Brilliant Stages has designed and constructed the staging
and spectacular suspended pyramid feature for Muse’s current tour, Second Law,
which tours Europe until Christmas before moving to North America in January
2013.
Oli Metcalfe’s design for the Second Law tour incorporates a
semi-circular stage with a straight leading edge, from which projects a full
width fore-stage and thrust, and which is inset with circular polycarbonate
panels housing lighting effects. Tech bunkers flank each side and a curved
runway circumnavigates the upstage edge. LED panels and moving heads feature
heavily in the Brilliant Stages’ design which needed to incorporate the
necessary support and infrastructure to accommodate this.
The stage is surmounted by the original revolving drum riser
which was adapted to accommodate 600mm high LED panels attached to its sides.
Brilliant Stages increased the height by adding a rectangular base and infill
corners, and created a framework into which the LED panels slide and are locked
into position by the corner pieces.
The finishing touches at stage level are made using B1 M1
rated black Regal satin drapes around the thrust, rear of the runway, and tech
bunkers, with roll up panels for access to monitors and acoustically
transparent fabric across the front of the bass speakers incorporated into the
forestage.
This is not the first tour to bring such a centrepiece along
with them, fans raved about the stage design at U2’s 360 tour.
Lovingly dubbed the
Claw by the band and the army of crew members needed to erect it on a nightly
basis, the stage — anchored in the middle of the field — featured a giant 360
video screen, flowing silk screens and a light show that would make Pink Floyd
jealous.
As Bono told Rolling Stone when news of the tour first
emerged, the stage set up is "an engineering feat that creates this real
physical proximity to the crowd."
Even as far back as 1987, David Bowie was leading the way in
stage design for his Glass Spider tour.
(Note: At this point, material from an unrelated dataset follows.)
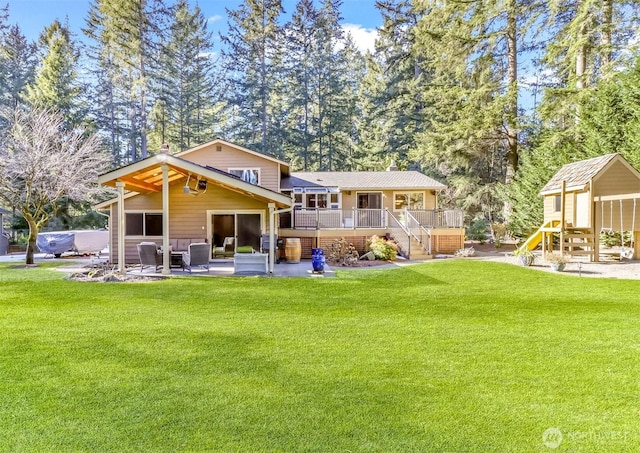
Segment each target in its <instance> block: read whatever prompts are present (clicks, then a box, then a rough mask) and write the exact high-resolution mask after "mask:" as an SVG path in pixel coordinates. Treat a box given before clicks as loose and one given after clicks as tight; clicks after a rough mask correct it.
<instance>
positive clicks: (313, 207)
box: [307, 193, 327, 209]
mask: <svg viewBox="0 0 640 453" xmlns="http://www.w3.org/2000/svg"><path fill="white" fill-rule="evenodd" d="M307 207H308V208H322V209H324V208H326V207H327V194H326V193H310V194H307Z"/></svg>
With a team that included lighting
designer Allen Branton, set designer Mark Ravitz, and video director Christine
Strand, Bowie’s Glass Spider Tour was all spectacle, including using
scaffolding for multiple levels for the band and dancers and, of course, the
40'-diameter spider dominating the stage with its 15'-high inflatable body, not
including the legs, which themselves held 20,000’ of colour-changing rope lights.
It didn’t hurt the dramatic effects level to have Bowie descend from the
spider’s belly in a chair, or the Flying by Foy rig that enabled the singer and
dancers to rappel from various levels back to the stage deck.